The momentum is all on Ambazonia’s side. President Biya and his gang of Francophone political elites are historically unpopular. The Ambazonia political base is angry and activated, with regular mass protests and the killing of a gendarme all testifying to the seriousness of the Southern Cameroons resistance. The ruling CPDM crime syndicate has been banned in Southern Cameroons and above all, listed as a terrorist organization. Consequently, it is widely expected that French Cameroun opposition will make gains in the 2018 presidential elections, and that Biya himself will face an extremely tough re-election battle and may end up in exile. But by some strange happenstance this momentum has not translated into the currency that matters most in every liberation struggle: cold, hard cash.
The Governing Council of the Federal Republic of Ambazonia has a fundraising problem and it is lagging far behind its French Cameroun counterpart which is the Biya Francophone Beti Ewondo regime that still has complete and total control of Southern Cameroons oil revenue and the Bakassi oil and gas fields.
The main difference is that La Republique du Cameroun has a sitting head of state that runs the nation as a private estate and who can drive huge-dollar donations from the French government, the French dominated International Monetary Fund and rich European corporations. Any African dictator heading a consortium of crime syndicates such as the one headquartered in Yaoundé is an ATM machine. That’s something that Ambazonians and their Governing Council don’t have right now. But Southern Cameroonians are also presiding over a fractured and scattered resistance regime, which the international community thinks they are divided in terms of both tactics and priorities.
There is no denying that the many Southern Cameroonian groups in the USA have contributed immensely to the struggle. But by providing Ambazonians a leader and a political base in Nigeria, SCACUF has done what Napoleon left undone for the West Cameroon resistance. The Nigerian structure is what the struggle had been missing over the years and what the Governing Council is sorely missing now is the North American group, who proved to be an especially talented force ever since the revolution started.
With the declaration of independence and the creation of the Federal Republic of Ambazonia, His Excellency President Sisiku Ayuk Tabe and his French Cameroun counterpart, Paul Biya are roughly neck-in-neck overall in various diplomatic push. The quest for attention by some Southern Cameroons leaders in the Diaspora has frustrated many Ambazonians, who see Biya’s health issues, his sinking favorability and stalled Francophone agenda and wonder why Ambazonians can’t take advantage of that and stay united in the Ambazonia struggle.
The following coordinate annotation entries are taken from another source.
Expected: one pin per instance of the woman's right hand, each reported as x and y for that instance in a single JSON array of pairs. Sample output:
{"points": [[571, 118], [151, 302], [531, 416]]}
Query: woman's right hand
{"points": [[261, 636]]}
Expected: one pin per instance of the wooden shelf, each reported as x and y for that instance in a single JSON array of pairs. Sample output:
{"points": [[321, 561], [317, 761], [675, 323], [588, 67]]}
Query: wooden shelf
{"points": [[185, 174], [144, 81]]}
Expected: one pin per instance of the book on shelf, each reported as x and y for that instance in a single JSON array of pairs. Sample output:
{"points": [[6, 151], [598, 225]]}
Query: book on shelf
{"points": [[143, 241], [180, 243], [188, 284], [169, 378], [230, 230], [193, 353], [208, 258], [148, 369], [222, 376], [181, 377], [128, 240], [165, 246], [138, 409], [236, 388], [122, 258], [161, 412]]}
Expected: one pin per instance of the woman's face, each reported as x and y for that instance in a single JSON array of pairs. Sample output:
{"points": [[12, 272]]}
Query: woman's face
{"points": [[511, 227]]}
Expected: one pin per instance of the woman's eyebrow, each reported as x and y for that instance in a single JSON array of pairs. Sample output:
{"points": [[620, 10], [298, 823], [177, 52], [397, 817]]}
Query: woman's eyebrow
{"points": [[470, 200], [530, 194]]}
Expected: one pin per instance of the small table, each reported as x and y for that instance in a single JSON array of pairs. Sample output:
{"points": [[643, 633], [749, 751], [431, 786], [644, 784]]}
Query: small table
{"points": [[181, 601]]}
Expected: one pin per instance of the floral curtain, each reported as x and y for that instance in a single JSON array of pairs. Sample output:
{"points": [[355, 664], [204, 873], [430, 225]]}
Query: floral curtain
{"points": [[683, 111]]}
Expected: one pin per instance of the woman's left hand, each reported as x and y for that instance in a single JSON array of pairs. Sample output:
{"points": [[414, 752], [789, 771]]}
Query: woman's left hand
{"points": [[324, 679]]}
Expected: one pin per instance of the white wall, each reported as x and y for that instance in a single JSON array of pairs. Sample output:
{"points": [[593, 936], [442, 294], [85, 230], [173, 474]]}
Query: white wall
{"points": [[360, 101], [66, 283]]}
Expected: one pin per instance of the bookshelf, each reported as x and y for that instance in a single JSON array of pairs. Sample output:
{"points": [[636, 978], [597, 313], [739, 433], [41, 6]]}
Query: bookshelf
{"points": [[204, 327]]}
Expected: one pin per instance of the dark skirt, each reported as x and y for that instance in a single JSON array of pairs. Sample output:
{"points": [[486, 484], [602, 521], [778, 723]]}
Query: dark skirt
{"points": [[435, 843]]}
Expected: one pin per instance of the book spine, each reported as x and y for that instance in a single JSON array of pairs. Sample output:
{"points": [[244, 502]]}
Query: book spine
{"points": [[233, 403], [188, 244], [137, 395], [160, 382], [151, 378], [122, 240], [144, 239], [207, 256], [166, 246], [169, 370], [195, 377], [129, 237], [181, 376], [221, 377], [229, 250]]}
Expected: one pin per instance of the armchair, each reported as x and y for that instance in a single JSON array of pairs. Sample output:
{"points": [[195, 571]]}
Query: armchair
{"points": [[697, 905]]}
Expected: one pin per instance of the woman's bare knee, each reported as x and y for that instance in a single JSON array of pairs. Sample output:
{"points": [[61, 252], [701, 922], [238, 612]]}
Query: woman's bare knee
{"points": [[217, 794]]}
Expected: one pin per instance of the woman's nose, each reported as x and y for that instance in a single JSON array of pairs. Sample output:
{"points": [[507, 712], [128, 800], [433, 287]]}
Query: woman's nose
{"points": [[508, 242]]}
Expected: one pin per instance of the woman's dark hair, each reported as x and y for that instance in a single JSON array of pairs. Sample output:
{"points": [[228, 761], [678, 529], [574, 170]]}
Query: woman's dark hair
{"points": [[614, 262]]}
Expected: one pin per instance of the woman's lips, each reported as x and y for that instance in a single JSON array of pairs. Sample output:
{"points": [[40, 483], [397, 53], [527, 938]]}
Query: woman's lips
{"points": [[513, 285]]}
Some are spending precious time raining attacks on the Governing Council and have argued that Southern Cameroonians can wage the liberation war “together differently”. Mindful of the present difficulties confronting Southern Cameroonian refugees in Nigeria. Considering that the overall levels of cash swimming around La Republique and the Governing Council are not similar and that the Ambazonian Governing Council has more issues to deal with before the 2018 presidential elections and beyond, there is an urgent need for every Southern Cameroonian group to rally behind the Head of State of the Federal Republic of Ambazonia, President Sisiku Ayuk Tabe. Southern Cameroonians back home including the thousands that have left the homeland to neighboring Nigeria have been incessantly flashing out signals that the Anglophone Diaspora doesn’t stand for much other than opposing Biya.